- JOC’s Truckload Capacity Index (TCI)(TCI) continued its decline for the 4th straight quarter as large carriers eliminated capacity. The large carriers reduced capacity upwards of 4% by reducing their independent contractors and foregoing hiring new drivers.
- DAT Solutions has acquired Freight Market Intelligence Consortium (FMIC) from Chainalytics. The acquisition highlights the market is ready for deeper analytics within freight forecasting and benchmarks.
- U.S. agriculture exports are gaining ground to get back on track as exports in the 1st quarter of 2020 exceeded the 1st quarter of 2019 by 12.5% for all AG exports and 77.4% to China alone.
- BP has announced it will cut 10,000 jobs from its global workforce as the oil and gas industry continues to struggle.

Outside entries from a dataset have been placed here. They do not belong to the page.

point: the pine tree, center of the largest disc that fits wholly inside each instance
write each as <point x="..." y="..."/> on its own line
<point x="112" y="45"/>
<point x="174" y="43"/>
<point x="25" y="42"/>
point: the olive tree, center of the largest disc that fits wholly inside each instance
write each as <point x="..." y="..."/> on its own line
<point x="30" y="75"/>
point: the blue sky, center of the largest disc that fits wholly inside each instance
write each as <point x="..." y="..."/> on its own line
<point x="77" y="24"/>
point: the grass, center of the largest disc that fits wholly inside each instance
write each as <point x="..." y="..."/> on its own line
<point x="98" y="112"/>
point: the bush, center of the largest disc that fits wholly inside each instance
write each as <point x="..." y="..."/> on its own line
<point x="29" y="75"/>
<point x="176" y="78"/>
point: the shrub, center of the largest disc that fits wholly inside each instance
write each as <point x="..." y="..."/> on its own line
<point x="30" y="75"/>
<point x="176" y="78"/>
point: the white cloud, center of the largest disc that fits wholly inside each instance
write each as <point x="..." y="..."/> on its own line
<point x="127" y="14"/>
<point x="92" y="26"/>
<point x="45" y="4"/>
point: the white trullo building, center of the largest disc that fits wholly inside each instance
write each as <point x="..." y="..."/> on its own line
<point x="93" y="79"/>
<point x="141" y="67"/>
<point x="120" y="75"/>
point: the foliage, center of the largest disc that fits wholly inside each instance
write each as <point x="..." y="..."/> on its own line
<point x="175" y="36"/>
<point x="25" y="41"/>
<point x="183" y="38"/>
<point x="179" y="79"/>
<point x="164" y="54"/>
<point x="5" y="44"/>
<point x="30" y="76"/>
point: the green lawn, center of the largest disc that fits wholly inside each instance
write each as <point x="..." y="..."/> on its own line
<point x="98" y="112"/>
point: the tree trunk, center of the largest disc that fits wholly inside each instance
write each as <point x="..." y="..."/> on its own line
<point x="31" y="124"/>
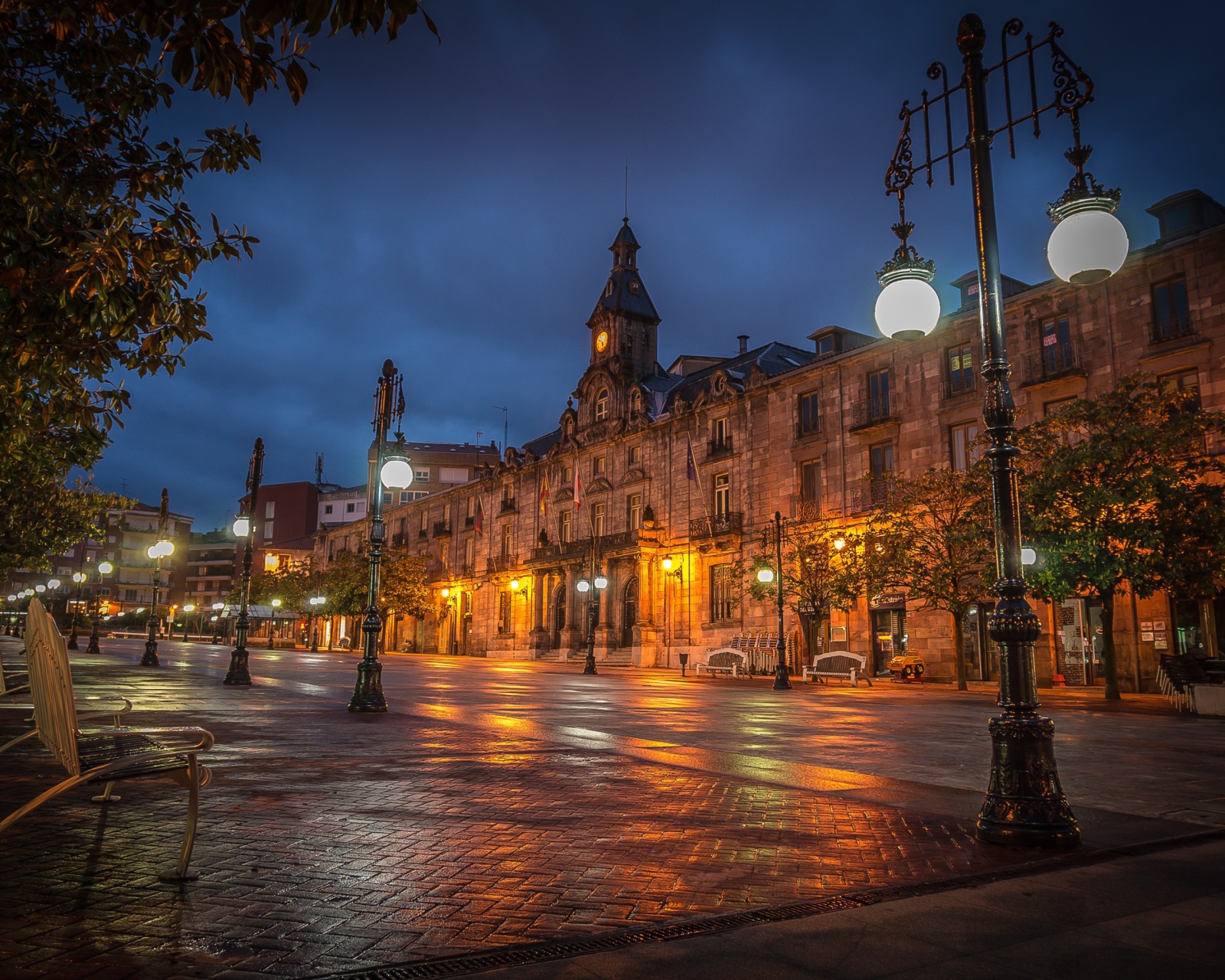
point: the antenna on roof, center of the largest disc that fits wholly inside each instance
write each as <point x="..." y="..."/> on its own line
<point x="628" y="187"/>
<point x="506" y="426"/>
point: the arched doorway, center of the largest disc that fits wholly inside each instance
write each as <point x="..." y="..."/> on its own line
<point x="629" y="610"/>
<point x="559" y="616"/>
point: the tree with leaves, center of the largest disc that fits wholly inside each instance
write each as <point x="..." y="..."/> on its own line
<point x="1119" y="492"/>
<point x="822" y="570"/>
<point x="935" y="538"/>
<point x="98" y="245"/>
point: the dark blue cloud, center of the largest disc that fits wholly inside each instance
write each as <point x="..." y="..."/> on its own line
<point x="451" y="206"/>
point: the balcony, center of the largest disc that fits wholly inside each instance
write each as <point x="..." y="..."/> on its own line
<point x="870" y="412"/>
<point x="1054" y="361"/>
<point x="1173" y="328"/>
<point x="722" y="524"/>
<point x="871" y="495"/>
<point x="501" y="564"/>
<point x="808" y="510"/>
<point x="718" y="447"/>
<point x="951" y="390"/>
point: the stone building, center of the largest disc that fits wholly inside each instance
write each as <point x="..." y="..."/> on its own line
<point x="665" y="479"/>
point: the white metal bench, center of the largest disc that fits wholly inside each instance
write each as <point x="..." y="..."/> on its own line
<point x="722" y="662"/>
<point x="843" y="665"/>
<point x="104" y="755"/>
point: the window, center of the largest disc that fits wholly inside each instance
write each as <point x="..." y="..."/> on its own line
<point x="1171" y="316"/>
<point x="722" y="494"/>
<point x="722" y="600"/>
<point x="961" y="369"/>
<point x="879" y="394"/>
<point x="504" y="612"/>
<point x="810" y="416"/>
<point x="881" y="461"/>
<point x="634" y="511"/>
<point x="963" y="451"/>
<point x="1187" y="381"/>
<point x="1057" y="346"/>
<point x="810" y="481"/>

- According to FTR, Class 8 truck orders showed improvement in May compared with April. June is also showing promise with preliminary orders increasing over May with 6,600 orders. May orders were down 37% annually.
- Both leading parcel carriers, UPS and FedEx have rolled out COVID-19 Peak Surcharges. The “temporary” surcharges include a package surcharge, oversize surcharge and a residential surcharge. The charges range from $.30 to $.40 cents per package.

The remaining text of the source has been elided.